Na avaliação de Catarina Santos, professora da Faculdade de Educação da UnB, a solução oferecida no Mato Grosso do Sul não resolve o problema, e as questões de clima escolar e ainda cria novas complicações:

— É como se quisessem padronizar as características das pessoas. Combater o bullying requer trabalhar o respeito às diferenças e não a eliminação delas — avalia. — Entendo o bullying como o resultado de uma sociedade que estabeleceu padrões de corpos. 

O papel da política pública é trabalhar o respeito à diferença, a lógica da beleza da diferença. Quando se defende o combate ao bullying fazendo com que todos tenham as mesmas características, é um horror. Não é trabalho de combate à violência por conta das diferenças, mas de eliminar as diferenças.

O bullying é uma preocupação internacional.
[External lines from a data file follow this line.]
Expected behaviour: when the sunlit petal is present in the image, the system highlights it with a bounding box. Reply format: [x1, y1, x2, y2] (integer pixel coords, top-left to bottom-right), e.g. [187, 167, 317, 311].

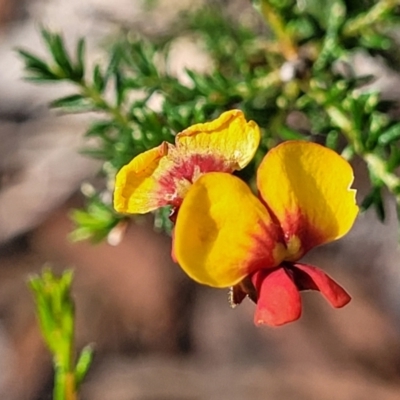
[176, 110, 260, 172]
[114, 142, 168, 214]
[257, 141, 358, 261]
[251, 268, 301, 326]
[292, 263, 351, 308]
[174, 172, 286, 287]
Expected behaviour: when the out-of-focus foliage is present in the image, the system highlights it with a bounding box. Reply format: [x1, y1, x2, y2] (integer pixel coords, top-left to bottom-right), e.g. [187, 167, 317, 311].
[20, 0, 400, 239]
Finlândia e Canadá têm projetos reconhecidos como eficazes e trabalham mais com orientação das comunidades escolares e o desenvolvimento da cultura de paz.

Pesquisa do IBGE divulgada no ano passado mostra que o bullying é um problema grave entre os jovens. Um total de 40% dos estudantes brasileiros admitiram no levantamento já terem sofrido com as suas consequências no ambiente escolar, em episódios de provocação ou de intimidação. Além disso, 24,1% deles declararam sentirem que “a vida não vale a pena”, após terem sido vítimas.

Decisão individual

Para o governo do Mato Grosso do Sul, a iniciativa anunciada na segunda pode ajudar a conter a evasão escolar. O estado, no entanto, ainda não sabe como vai funcionar na prática o plano.

— Não podemos negar que esse problema existe. Mas, quando a gente dá acesso a cirurgias reparadoras, a decisão é individual. 

Não significa que as pessoas têm que fazer. É nossa função na saúde: dar oportunidade de acesso — diz Christine Maymone, secretária-adjunta de Saúde do Mato Grosso do Sul, acrescentando que forças de segurança do estado detectaram um aumento dos casos de bullying: foram 142 em 2022.

De acordo com Christine, os municípios têm até o fim desta semana para aderir ao projeto. São eles que vão elaborar a lista de pacientes que será enviada ao SUS. O governo depende também da definição sobre quais estabelecimentos de saúde farão parte do programa para fazer, então, o encaminhamento dos estudantes aptos.

— O estado está motivado em promover a inclusão — ressalta Christine.